If you want to become a White House aide on any particular issue, Sebastian Gorka has provided a roadmap. It doesn't include earning any real respect among your peers in the field (counterterrorism, in this case). Instead, you find an issue that plays on people's unfounded fears, like "Jihad!" Then you find a platform for your fringe ideas like he did at Breitbart, you frequent Fox News, and found a few organizations no one has heard of. Voila! Gorka did go the extra step of writing an NYT bestseller, Defeating Jihad: The Winnable War, but his work still isn’t taken seriously by experts in national security. Allegra Kirkland writes:
Some foreign policy and counterterrorism experts declined to speak to TPM on the record because of Gorka’s position in the new administration. But others characterized him as a peripheral figure whose hardline ideas about Islam and the threat posed by the Islamic State terror group place him firmly outside the mainstream.

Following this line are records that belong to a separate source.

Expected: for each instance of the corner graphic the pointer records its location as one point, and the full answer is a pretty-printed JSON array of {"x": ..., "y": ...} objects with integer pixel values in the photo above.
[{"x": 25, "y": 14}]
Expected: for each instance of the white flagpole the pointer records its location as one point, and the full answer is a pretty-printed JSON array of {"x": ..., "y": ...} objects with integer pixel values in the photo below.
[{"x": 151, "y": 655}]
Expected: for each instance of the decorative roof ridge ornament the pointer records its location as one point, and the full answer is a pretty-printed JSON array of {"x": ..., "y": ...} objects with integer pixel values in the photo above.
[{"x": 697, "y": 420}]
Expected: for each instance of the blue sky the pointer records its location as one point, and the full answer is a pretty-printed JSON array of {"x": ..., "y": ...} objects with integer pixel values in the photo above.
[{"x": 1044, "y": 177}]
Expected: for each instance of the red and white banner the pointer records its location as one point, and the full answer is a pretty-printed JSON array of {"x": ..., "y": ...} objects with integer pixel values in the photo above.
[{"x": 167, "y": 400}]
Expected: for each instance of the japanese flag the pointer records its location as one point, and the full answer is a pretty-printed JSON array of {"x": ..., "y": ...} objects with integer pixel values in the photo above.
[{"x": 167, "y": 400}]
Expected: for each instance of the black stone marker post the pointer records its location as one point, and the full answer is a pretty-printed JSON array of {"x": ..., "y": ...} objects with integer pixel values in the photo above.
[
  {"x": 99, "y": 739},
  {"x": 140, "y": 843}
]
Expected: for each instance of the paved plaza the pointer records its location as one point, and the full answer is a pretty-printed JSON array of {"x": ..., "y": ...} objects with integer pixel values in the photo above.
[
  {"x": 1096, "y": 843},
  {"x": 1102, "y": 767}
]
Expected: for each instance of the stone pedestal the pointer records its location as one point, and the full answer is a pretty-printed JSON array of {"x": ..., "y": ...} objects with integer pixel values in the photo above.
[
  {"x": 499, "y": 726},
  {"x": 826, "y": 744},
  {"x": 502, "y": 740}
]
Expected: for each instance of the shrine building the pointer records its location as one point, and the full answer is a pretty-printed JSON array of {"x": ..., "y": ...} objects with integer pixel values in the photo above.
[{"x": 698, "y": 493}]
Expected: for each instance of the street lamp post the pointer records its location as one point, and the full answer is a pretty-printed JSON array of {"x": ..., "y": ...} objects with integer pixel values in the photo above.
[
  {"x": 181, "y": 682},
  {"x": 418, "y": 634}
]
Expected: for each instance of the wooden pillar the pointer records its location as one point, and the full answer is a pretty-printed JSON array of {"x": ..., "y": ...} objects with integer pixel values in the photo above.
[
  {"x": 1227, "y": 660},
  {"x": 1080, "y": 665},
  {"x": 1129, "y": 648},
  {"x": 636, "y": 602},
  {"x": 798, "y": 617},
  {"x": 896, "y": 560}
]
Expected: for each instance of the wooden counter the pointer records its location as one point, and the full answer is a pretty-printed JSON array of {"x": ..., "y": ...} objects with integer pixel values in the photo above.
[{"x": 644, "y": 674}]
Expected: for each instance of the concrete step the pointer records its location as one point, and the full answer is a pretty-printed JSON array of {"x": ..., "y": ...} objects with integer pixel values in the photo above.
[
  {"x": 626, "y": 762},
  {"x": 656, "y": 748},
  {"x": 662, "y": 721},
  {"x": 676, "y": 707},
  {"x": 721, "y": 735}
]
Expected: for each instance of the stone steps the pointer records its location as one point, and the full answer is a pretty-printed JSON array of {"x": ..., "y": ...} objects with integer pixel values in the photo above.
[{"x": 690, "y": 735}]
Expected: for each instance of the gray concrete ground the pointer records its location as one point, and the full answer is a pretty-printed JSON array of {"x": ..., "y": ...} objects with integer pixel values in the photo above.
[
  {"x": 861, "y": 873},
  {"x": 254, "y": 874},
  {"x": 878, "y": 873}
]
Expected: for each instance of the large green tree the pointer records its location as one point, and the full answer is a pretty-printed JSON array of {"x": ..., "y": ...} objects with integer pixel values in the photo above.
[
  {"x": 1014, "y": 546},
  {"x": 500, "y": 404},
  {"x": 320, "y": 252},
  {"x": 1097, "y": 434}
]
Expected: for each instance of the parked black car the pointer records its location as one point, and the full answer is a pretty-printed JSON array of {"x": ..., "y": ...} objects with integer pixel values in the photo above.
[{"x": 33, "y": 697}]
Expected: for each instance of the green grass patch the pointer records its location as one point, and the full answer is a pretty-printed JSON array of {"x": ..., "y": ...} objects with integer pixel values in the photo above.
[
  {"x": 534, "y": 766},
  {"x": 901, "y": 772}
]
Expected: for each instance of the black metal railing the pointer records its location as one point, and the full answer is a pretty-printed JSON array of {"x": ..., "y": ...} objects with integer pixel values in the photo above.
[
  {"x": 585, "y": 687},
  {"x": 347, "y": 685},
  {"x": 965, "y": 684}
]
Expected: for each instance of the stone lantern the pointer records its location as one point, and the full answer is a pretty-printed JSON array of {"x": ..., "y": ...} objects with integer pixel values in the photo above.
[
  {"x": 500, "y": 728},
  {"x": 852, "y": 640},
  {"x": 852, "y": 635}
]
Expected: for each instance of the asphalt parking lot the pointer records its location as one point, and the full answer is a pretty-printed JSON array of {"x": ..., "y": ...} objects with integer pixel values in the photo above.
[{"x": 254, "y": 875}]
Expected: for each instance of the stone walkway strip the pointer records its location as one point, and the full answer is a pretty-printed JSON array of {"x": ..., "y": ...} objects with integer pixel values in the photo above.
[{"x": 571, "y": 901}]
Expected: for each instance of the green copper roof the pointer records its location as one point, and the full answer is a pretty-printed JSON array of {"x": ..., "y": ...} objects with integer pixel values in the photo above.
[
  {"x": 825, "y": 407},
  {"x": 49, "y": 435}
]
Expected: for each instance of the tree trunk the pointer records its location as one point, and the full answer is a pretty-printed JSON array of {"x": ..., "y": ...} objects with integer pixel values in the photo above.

“I’d heard the name once or twice but he’s not a major figure in the field. He’s not someone whose work one needs to know to be conversant in these issues,” Stephen Biddle, an adjunct senior fellow for defense policy at the Council on Foreign Relations and professor of political science at George Washington University, told TPM.
Biddle added that Gorka is not “in the reasonable mainstream.” Omid Safi, director of Islamic Studies at Duke University, was much more biting in his assessment, labeling Gorka’s book “propaganda.”
“He opines on everything from the Koran to Mohamad to jihad to Islamic history to contemporary politics but does so in a way that is inaccurate, sloppy, superficial, bigoted and ideological,” Safi said.
Gorka used to appear regularly on the radio show of noted anti-Muslim conspiracy theorist Frank Gaffney.
Gaffney has heavily promoted the conspiracy theory that members of the Muslim Brotherhood have infiltrated the U.S. government and argued that the Council on American Islamic Relations, a civil rights group, is affiliated with terrorists.
Gorka has made the same arguments himself. He has also said that accepting Muslim refugees would be “national suicide” and that religious profiling of Muslims is a “synonym for common sense.”
But now he spends his days peddling Donald Trump's “foreign policy” and infamous Muslim ban. While he can't retract his book, he has conveniently taken down his personal website and that of a "think tank" he founded, Threat Knowledge Group.
"The Threat Knowledge Group has closed and its website will be offline until further notice," reads the site.
Who needs a website when you've got a seat at the White House and the pr*sident's ear?